4th: Master Lease with Option to Buy

If a landowner is renting a property and finds themselves not motivated to do work on the property or find new renters, a savvy entrepreneur can come in with this option. She can offer to pay the landowner what she is getting now, put in some maintenance on the property, and fill in the empty spots. The landowner is responsible for taxes, insurance, and major costs, but the entrepreneur covers all the costs associated with rent (vacancy, turnover, etc.). This means the landowner still receives the amount he had, while the entrepreneur is able to make money additional to that, because of her ability to fill the property and gain money from those additional renters. 

The option to buy would allow the entrepreneur to buy the property after a set amount of time. Whatever she had invested in the beginning will act as a credit towards the purchasing price. There are a few options for an exit strategy:

  • The entrepreneur can save for a down payment and look for financial partners.
  • She can do a 1031 exchange, where she essentially just turns a different rental property in for this one, and defers taxes on the difference.
  • Finally, she could just sell this option to another investor and walk away with that profit.

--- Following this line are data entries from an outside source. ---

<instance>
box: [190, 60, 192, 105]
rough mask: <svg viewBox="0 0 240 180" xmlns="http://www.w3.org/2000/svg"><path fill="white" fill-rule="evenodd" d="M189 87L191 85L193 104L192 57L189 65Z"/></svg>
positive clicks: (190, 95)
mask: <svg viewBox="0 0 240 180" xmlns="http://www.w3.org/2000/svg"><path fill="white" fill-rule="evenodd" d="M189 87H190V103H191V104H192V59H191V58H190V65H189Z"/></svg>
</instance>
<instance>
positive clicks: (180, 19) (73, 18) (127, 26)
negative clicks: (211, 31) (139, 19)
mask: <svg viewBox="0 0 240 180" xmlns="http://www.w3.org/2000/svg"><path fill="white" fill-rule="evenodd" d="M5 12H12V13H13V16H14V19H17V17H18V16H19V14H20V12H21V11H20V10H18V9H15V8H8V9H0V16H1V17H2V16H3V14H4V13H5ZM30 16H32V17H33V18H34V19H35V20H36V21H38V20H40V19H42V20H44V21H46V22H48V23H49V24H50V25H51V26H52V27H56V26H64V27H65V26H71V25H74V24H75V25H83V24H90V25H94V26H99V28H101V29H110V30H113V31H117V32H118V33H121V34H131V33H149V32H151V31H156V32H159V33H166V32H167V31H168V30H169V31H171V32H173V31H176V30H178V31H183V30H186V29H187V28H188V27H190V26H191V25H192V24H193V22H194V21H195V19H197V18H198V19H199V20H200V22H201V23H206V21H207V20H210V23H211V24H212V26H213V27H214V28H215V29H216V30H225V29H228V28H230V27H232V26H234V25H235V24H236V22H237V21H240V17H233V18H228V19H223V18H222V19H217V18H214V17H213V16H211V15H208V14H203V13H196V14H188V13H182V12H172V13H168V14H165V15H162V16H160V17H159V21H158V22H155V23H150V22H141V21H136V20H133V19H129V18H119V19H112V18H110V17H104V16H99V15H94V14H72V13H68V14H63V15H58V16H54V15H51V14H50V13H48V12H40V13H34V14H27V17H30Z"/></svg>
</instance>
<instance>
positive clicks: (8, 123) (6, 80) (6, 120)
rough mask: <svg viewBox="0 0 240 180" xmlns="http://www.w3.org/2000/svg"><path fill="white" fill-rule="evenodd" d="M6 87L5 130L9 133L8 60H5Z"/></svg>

This option means less risk for the entrepreneur. She only risks her time and whatever investment she put into the property at the beginning.

5th: Master Lease + Option (with a Credit Partner)

If you want to purchase a property, and just don’t have the money, a credit partner can come in and purchase the property with a mortgage. Then, you master lease the property and take care of it. The credit partner does no work and pockets the rent minus the mortgage fee, while you get the rest of the profits. 

There are a variety of exit strategies that could be used here, including the ones listed above, but another option is purchasing at 50% interest in the property at 50% of the original price. That way, each partner could choose to purchase the property from the other, or just eventually sell it and split the profit. 

Each of these tools are good in certain situations. Getting to know one or two extremely well will work better in the long run, rather than trying to use them all right away. Hopefully, with more options than just traditional financing, you will be able to invest in a greater variety of properties.